Our editors have access to the same information as radio and television commentators and newspaper editors, but have more limited formats in which to present that information. Radio and television are much faster at delivering information than magazines ever could be, and so are newspapers. Both television and radio are interactive through call-in programming; and both deliver targeted audiences, either large or small, that are demographically defined, making them appealing to advertisers.

Finally, it costs more to deliver a magazine (on the roadways) than it does to deliver the same information electronically (through the airways). Why, then, are we still in business?

The PCH/MPA survey on media choices, individual publisher research, and massive doses of common sense give the answer in one word: credibility. Magazines have the greatest credibility of any information medium. That credibility has two sources: Our editorial is constantly defined and redefined by feedback from the marketplace, and we are unlicensed, unregulated and free of government influence.

Listening to our readers

That marketplace feedback comes, in part, from the ways in which we distribute our offerings to readers. It is informative to contrast our marketplace editorial feedback with that of our competitors. The best that television has developed to date is a diary format in which demographically selected owners of television sets record the channels to which their sets are tuned. Who is, or is not, watching remains a matter of speculation.

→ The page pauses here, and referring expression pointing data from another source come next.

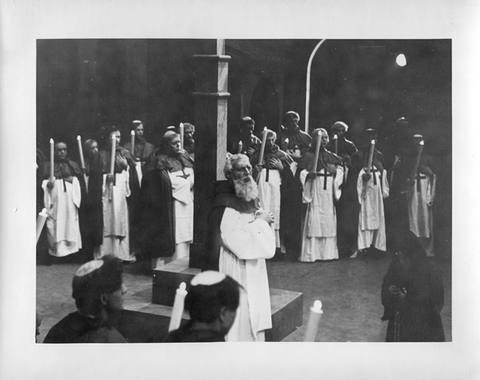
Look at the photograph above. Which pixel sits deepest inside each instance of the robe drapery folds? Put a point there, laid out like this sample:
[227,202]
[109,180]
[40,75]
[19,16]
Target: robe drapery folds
[319,237]
[420,200]
[63,227]
[239,245]
[119,204]
[167,205]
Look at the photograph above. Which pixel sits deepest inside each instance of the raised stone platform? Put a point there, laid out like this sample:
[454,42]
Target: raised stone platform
[287,306]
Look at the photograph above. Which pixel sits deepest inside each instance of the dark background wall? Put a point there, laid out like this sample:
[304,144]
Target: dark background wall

Newspapers have subscriptions (home delivery) and retail sales, as we do. But newspapers' circulation numbers do not seem to reflect any particularly successful editorial response to their declining circulations. Perhaps it is because they believe that they are more directly competitive with the electronic media than are magazines. Or perhaps daily circulation provides too many conflicting responses to allow editors to determine meaningful adjustments. Or it may be that the consolidation of newspapers into larger markets is part of the answer.

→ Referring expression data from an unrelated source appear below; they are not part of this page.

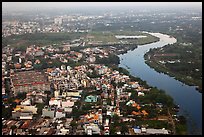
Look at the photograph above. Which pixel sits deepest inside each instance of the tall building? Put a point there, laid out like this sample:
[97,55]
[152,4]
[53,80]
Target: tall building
[58,21]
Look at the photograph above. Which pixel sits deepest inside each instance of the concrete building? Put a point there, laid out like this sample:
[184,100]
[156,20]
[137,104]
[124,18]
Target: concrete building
[49,112]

Magazines, then, are fortunate to have the channels of distribution they do. The harsh realities of our marketplace responses (return ratios and renewal figures) are not pleasant for editors or publishers, and they do not make circulators either happy or popular. But they are our reality check. They give us fair warning when returns are high and renewal rates are either low or indicate that lower pricing is needed in order to bring response rates up. And they tell us we are in tune with the market when return rates are low and renewal rates are high without price reductions or the need for increasingly expensive incentives.

Editors and publishers are, naturally, less than appreciative of circulation efforts when reports are not as they had expected. Yet it is these forms of editorial feedback that stimulate creativity, inform us of reader interests, wants and needs, and drive our continuing quest for excellence.

Free of influence

Our editorial credibility, founded in the First Amendment and protected and sustained by our collective, vigorous defense in courts both large and small, is the greatest threshold that electronic media must cross. Government involvement in and assistance to electronic media has been pervasive. From radio and television station licensing to government-sponsored cable franchising, from telephone regulated monopolies to electronic superhighway suggestions from our vice president, government involvement has tainted the credibility of the electronic media. Our readers, I believe, know this intuitively.

So we can watch the rise to prominence of the latest electronic competitor with interest--indeed, with fascination. It is surely a new wave of change, but until it is as free as we are, and until it is more harshly tested in the marketplace of editorial feedback, magazine publishers can continue to do what they do better than any other form of communication: Provide their readers with the most credible ideas, information and entertainment.